Глаза Цыклера упали потом на гроб, на ужасное лицо мертвеца… «И я скоро таким буду, — молнией прорезала душу мысль, — да и он, тот, на коне… таким же будет…»

За Цыклером, с трудом передвигая ноги, шел старик Соковнин с белою, как первый снег, бородою. Казалось, он ничего не видел, ибо мысль его блуждала в прошлом. Он слишком стар, чтобы жить настоящим или заглядывать в будущее: его настоящее — сухое перекати-поле, зацепившееся за чей-то могильный крест на старом кладбище, а его будущее, вот оно! За ночь сколоченная из белых осиновых досок высокая плаха, а под нею — раскрытый гроб с истлевшим мертвецом, его старым другом, которого он когда-то целовал в эти уста, превратившиеся теперь в ужасные черные впадины под белыми усами. Соковнин и не взглянул на того великана, который с высоты своего черкесского седла пожирал старика огненными глазами. Что ему до великана! Что ему до плахи! Что ему гроб? Он и не то видал на своем веку: он помнит, как Москва, словно кадило, курилась дымом костров, на которых жгли раскольников за их веру; он помнит, как в страшных мучениях умирали в земляной тюрьме тоже за веру его сестры — красавицы, боярыня Морозова и княгиня Урусова… Сестры были молоды и прекрасны, как алые цветочки. А он что! Сухая трава. Звякая цепями, подошли и остальные осужденные. Вооруженные преображенцы оцепили их живою цепью, словно кольцом исполинской змеи.

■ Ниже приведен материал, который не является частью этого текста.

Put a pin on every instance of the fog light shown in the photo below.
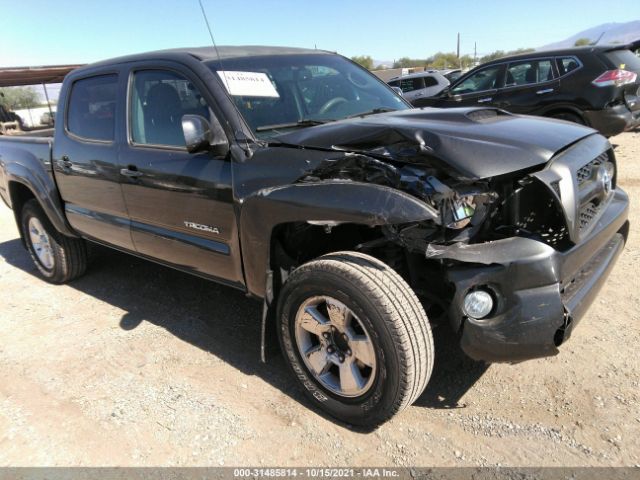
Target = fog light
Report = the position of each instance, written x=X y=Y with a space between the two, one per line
x=478 y=304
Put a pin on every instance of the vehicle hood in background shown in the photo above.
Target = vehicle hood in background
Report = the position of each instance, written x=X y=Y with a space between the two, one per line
x=475 y=142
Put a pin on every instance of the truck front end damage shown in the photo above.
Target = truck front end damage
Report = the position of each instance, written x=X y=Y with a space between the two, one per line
x=510 y=237
x=531 y=256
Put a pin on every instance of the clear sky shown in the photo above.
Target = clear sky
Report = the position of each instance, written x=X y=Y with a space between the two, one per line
x=39 y=32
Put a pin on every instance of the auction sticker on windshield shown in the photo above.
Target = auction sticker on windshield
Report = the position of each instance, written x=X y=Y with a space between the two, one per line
x=248 y=84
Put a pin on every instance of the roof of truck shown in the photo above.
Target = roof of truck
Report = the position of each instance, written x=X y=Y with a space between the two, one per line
x=15 y=76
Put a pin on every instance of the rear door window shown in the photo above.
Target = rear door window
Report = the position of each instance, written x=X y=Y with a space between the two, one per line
x=92 y=108
x=430 y=82
x=159 y=100
x=528 y=72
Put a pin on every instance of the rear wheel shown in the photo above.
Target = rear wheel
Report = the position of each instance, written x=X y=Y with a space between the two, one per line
x=355 y=336
x=58 y=258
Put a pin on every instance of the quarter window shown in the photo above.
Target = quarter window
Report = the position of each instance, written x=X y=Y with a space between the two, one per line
x=159 y=100
x=567 y=64
x=430 y=82
x=411 y=84
x=529 y=72
x=92 y=108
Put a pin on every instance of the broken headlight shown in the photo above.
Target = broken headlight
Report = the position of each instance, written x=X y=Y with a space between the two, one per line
x=461 y=206
x=462 y=209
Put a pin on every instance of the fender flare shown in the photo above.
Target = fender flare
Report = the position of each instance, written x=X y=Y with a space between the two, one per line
x=28 y=170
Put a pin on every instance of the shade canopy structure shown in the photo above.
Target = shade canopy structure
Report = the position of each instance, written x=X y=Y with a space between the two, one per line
x=18 y=76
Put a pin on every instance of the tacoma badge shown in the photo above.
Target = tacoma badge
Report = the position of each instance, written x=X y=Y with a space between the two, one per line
x=204 y=228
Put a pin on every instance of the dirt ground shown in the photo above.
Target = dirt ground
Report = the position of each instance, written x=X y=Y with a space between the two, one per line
x=136 y=364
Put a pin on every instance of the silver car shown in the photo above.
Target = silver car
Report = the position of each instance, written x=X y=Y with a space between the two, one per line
x=419 y=85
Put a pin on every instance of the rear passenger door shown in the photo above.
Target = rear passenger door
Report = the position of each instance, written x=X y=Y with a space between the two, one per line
x=529 y=86
x=85 y=158
x=180 y=204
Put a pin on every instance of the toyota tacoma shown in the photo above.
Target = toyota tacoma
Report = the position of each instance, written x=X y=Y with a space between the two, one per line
x=301 y=179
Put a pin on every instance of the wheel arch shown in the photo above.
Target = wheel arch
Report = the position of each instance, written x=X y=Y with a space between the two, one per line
x=331 y=204
x=30 y=175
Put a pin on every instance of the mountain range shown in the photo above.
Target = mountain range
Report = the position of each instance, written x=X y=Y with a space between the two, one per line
x=606 y=33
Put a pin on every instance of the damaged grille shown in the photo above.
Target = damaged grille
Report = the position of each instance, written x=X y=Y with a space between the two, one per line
x=541 y=219
x=588 y=213
x=532 y=211
x=562 y=203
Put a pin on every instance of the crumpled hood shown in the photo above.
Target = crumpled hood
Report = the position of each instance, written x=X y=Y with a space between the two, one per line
x=475 y=142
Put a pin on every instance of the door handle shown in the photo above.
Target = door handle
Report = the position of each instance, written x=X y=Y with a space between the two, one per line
x=65 y=162
x=131 y=171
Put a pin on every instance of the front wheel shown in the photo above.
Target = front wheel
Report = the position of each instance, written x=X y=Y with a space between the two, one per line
x=355 y=336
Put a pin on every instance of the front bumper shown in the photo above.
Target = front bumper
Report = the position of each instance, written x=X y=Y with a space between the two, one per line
x=541 y=293
x=611 y=121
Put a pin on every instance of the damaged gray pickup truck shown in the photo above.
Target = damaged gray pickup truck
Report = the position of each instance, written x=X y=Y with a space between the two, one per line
x=301 y=179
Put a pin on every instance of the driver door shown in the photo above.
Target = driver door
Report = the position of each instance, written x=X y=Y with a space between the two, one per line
x=180 y=204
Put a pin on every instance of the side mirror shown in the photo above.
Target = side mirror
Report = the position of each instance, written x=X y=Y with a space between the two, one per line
x=200 y=137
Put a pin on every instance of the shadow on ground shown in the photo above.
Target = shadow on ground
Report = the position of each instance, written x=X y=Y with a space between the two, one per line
x=224 y=322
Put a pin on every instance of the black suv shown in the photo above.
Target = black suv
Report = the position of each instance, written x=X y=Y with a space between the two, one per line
x=596 y=86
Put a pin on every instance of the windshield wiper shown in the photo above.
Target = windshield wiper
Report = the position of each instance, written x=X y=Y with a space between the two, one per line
x=300 y=123
x=374 y=111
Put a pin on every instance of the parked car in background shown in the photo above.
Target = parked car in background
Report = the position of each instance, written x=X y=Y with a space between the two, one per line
x=596 y=86
x=420 y=85
x=451 y=74
x=48 y=118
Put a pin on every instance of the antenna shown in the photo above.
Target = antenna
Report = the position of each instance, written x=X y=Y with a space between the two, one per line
x=224 y=76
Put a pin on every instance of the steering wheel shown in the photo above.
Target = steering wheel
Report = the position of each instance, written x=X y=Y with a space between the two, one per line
x=331 y=104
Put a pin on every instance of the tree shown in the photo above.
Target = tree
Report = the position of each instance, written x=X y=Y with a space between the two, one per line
x=365 y=60
x=13 y=98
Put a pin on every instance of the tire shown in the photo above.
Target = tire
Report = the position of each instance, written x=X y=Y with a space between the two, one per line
x=394 y=361
x=57 y=257
x=568 y=116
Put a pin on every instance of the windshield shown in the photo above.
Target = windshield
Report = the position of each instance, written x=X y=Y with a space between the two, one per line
x=278 y=92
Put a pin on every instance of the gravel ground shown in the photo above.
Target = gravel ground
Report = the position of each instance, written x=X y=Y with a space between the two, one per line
x=136 y=364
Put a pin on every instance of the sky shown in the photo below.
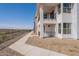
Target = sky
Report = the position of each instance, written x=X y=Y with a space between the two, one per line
x=20 y=16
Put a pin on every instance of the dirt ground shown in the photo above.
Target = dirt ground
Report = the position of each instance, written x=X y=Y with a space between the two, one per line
x=65 y=46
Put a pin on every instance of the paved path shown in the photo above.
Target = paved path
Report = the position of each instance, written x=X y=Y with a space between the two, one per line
x=28 y=50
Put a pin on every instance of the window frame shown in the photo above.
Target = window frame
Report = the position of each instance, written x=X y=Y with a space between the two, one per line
x=66 y=28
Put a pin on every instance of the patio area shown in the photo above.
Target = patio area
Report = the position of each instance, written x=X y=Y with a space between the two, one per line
x=65 y=46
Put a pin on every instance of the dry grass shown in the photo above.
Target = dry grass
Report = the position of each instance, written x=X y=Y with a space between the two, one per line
x=69 y=47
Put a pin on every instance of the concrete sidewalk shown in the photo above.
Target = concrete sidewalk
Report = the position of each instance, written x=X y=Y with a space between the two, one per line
x=28 y=50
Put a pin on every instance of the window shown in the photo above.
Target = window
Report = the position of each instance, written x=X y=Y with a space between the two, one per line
x=66 y=28
x=67 y=7
x=45 y=16
x=55 y=15
x=59 y=28
x=59 y=8
x=52 y=15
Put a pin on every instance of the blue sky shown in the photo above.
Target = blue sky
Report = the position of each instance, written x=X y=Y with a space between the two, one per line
x=17 y=15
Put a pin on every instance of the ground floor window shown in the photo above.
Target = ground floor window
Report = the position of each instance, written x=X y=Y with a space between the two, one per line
x=66 y=28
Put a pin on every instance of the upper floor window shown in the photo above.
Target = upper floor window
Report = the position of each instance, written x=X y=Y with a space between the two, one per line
x=59 y=8
x=67 y=7
x=52 y=15
x=45 y=16
x=66 y=28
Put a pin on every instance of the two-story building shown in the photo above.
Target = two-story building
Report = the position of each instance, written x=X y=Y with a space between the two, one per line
x=59 y=20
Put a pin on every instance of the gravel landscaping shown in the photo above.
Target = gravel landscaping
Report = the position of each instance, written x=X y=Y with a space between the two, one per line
x=5 y=50
x=69 y=47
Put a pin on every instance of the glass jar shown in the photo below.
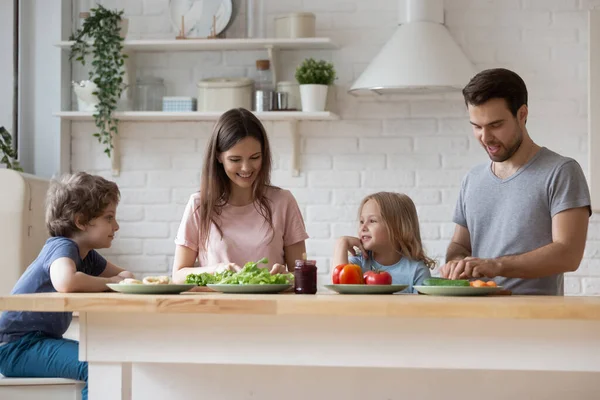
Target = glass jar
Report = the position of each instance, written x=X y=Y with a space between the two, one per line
x=255 y=19
x=305 y=277
x=149 y=91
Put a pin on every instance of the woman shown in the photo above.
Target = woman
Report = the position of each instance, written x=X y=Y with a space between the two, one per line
x=238 y=216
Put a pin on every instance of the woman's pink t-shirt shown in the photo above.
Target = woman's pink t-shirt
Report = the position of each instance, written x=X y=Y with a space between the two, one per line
x=246 y=234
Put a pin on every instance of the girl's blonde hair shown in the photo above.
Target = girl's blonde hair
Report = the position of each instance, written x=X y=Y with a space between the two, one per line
x=399 y=215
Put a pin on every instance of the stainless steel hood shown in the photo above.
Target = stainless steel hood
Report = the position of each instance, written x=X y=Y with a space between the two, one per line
x=421 y=56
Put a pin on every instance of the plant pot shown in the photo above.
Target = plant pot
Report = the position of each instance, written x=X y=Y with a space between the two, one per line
x=124 y=28
x=313 y=97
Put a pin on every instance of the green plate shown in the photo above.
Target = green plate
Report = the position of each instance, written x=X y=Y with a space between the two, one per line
x=249 y=288
x=457 y=290
x=366 y=289
x=149 y=289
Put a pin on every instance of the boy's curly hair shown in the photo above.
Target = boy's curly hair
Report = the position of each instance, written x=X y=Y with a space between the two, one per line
x=78 y=195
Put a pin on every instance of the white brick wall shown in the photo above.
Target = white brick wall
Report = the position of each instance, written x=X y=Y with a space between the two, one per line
x=420 y=145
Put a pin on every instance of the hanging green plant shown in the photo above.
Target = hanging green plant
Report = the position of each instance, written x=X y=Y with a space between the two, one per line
x=101 y=32
x=7 y=154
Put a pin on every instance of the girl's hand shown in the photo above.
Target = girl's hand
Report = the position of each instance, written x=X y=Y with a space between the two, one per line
x=126 y=274
x=349 y=243
x=228 y=267
x=115 y=279
x=278 y=269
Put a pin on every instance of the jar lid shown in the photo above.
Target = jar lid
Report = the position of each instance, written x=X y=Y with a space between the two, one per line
x=178 y=98
x=263 y=65
x=287 y=83
x=296 y=14
x=149 y=79
x=225 y=82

По знаку царя барабан забил глухую дробь. На плаху взошел дьяк с бумагой и, когда оборвалась дробь барабана, стал читать:

— По указу его царского пресветлого величества…

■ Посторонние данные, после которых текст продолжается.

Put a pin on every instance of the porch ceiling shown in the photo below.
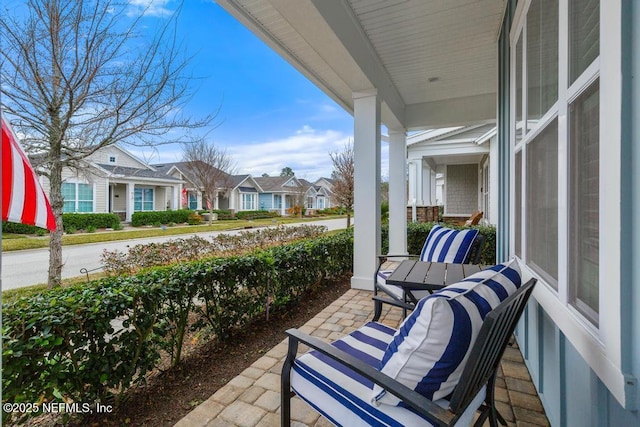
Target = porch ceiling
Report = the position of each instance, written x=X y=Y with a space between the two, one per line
x=433 y=62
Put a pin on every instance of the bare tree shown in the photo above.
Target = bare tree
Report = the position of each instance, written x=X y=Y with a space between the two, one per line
x=78 y=76
x=210 y=167
x=343 y=170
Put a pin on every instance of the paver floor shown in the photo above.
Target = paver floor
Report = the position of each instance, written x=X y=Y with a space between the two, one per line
x=253 y=398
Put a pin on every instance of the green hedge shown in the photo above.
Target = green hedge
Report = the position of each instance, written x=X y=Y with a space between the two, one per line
x=222 y=214
x=82 y=221
x=160 y=217
x=417 y=233
x=256 y=214
x=81 y=343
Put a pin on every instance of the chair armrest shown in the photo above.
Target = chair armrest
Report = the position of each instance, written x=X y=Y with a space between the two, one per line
x=415 y=400
x=398 y=256
x=383 y=258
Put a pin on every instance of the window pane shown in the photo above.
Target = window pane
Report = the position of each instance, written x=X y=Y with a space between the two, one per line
x=542 y=58
x=584 y=35
x=542 y=203
x=69 y=206
x=137 y=199
x=584 y=193
x=518 y=204
x=85 y=192
x=85 y=206
x=69 y=191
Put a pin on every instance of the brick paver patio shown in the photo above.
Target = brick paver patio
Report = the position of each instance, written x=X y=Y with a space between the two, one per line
x=253 y=398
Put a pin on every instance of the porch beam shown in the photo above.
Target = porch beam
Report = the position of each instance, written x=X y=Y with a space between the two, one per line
x=397 y=192
x=343 y=22
x=452 y=112
x=366 y=147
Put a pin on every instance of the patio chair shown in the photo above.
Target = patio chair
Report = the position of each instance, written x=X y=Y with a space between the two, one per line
x=438 y=368
x=442 y=245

Толпа обнажила головы. Дьяк вычитывал вины осужденных…

— Погоди! — глухо проговорил Цыклер. — Я не все сказал… Дай очиститься перед смертью.

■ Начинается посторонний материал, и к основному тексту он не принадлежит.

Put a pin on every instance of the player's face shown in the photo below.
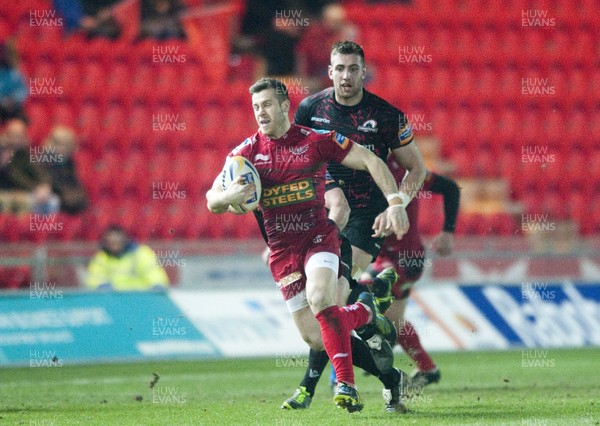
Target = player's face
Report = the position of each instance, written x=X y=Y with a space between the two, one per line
x=115 y=242
x=271 y=116
x=347 y=73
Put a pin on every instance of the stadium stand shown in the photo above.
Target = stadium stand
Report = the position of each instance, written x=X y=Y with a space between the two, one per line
x=120 y=95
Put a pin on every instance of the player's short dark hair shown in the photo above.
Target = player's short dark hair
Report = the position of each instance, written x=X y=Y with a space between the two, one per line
x=270 y=83
x=348 y=48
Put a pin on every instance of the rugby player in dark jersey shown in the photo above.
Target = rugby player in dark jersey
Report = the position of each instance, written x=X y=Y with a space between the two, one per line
x=407 y=257
x=305 y=262
x=372 y=122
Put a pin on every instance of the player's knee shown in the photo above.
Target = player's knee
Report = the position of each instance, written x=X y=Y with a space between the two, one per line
x=318 y=300
x=313 y=340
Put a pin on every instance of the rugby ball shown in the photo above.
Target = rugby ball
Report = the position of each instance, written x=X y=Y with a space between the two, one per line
x=240 y=166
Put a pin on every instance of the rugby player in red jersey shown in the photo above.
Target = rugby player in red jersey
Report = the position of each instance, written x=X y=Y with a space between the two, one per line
x=291 y=161
x=407 y=257
x=370 y=121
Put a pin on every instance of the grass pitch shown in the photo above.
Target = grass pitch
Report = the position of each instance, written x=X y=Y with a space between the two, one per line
x=529 y=387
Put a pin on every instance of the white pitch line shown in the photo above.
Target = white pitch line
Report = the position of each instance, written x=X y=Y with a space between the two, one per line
x=113 y=380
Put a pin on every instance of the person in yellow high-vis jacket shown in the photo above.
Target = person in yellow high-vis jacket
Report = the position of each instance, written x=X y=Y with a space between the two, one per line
x=123 y=265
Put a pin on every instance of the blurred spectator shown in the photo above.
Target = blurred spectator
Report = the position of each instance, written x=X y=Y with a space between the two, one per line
x=315 y=45
x=24 y=185
x=13 y=90
x=160 y=19
x=94 y=17
x=59 y=146
x=272 y=28
x=98 y=20
x=124 y=265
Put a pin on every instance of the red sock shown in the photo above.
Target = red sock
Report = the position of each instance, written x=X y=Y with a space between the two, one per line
x=336 y=324
x=409 y=340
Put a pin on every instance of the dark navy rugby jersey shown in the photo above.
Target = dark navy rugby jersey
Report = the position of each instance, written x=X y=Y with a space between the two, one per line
x=372 y=123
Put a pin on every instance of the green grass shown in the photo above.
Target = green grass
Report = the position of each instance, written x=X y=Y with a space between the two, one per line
x=477 y=388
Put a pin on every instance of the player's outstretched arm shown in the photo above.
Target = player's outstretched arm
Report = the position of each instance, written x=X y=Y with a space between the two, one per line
x=409 y=157
x=394 y=219
x=339 y=210
x=219 y=200
x=450 y=191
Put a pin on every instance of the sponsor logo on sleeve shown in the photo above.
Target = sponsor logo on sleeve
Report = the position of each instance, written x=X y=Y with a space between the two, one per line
x=289 y=279
x=405 y=134
x=369 y=126
x=342 y=140
x=262 y=159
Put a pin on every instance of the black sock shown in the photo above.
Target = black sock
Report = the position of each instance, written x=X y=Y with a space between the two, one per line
x=362 y=358
x=317 y=361
x=355 y=289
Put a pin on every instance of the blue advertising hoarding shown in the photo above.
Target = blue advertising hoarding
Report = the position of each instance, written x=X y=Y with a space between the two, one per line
x=45 y=328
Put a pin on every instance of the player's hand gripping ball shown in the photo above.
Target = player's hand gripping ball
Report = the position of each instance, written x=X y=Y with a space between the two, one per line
x=239 y=166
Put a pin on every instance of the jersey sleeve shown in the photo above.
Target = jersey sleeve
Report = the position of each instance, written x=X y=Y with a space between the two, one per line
x=244 y=149
x=330 y=182
x=302 y=116
x=405 y=134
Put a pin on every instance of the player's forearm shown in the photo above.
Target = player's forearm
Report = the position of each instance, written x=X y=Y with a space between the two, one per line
x=383 y=178
x=217 y=201
x=451 y=194
x=339 y=210
x=413 y=181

Он глянул на царя. Царь движением руки остановил дьяка.

— Говори, Ивашка, — сказал он Цыклеру, — сказывай свои вины всенародно.

— А вины мои таковы, — начал тот, не глядя на плаху, — перед крымским первым походом царевна Софья Алексеевна призывала меня и говаривала почасту, чтоб я с Федькою Шакловитым над тобою, государем, учинил убийство.

— Сестра София? — глухо спросил Петр, и лицо его сделалось страшным.

— Она, великий государь.

— Ну… Что ж?

— Да и в Хорошове, государь, в нижних хоромах, призвав меня к хоромам, царевна в окно говорила мне про тож, чтоб с Федькою над тобою убийство учинил, а я в том ей отказал, что делать того не буду. И за то царевна на меня гневалась и послала в крымский поход, а как я из крымского похода пришел, и она мне о том же убийстве говаривала и сулила Дмитровскую деревню, а я ей опять отказал.

Он умолк. Царь, видимо, ждал новых признаний и налитыми кровью глазами обводил оцепеневшую толпу… «Какова сестрица!» — казалось, говорили эти сверкающие глаза.

— Н-ну! Еще что?

— Не знаю, государь… Я отказал ей… А что Милославский (Цыклер невольно глянул на ужасного мертвеца) — Милославский был ко мне добр.